Im Gespräch in einem Bremer Café erklärt mir eine Schülerin, dass sie den Erfolg der AfD bei der Bundestagswahl gut findet. „Ich möchte jetzt zwar nicht die Rechte geben, aber...“ Was sie mir anschließend erklärt ist, dass sie es so meine, dass die CDU auf den Weg der Rechtsstaatlichkeit durch das starke AfD-Ergebnis vielleicht zurückkehre. Sie, die sich für das Schulprojekt „Schule ohne Rassismus“ einsetzt, die links, neugierig und weltoffen ist, sucht nach einer Position: Sie fragt mich: „Warum weisen einen die Linken zurück, sobald man ein Quäntchen gesunden Menschenverstandes in der Politik haben will?“
Der Songtext von Alice Merton kommt mir in den Sinn:
I can´t get the numbers, and play the guessing name
It´s just the place that changes, the rest ist still the same
But I´ve got memories and travel like gypsies in the night […]

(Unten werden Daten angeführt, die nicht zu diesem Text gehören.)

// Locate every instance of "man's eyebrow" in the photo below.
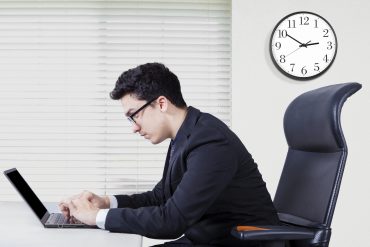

I´ve got no roots, but my home was never on the ground
Wir suchen unsere Verwurzelung, das Spiel hat sich geändert.
Bei dem Onlineportal ZEIT Campus gibt es die gut frequentierte Kategorie „jung und konservativ“. Nun mag sich der eine oder andere denken: Oh mein Gott! Jugend, das muss doch die Zeit sein, in der man die Welt verbessern will, wo man die Ungerechtigkeiten dieses kleinen Planeten anprangern muss.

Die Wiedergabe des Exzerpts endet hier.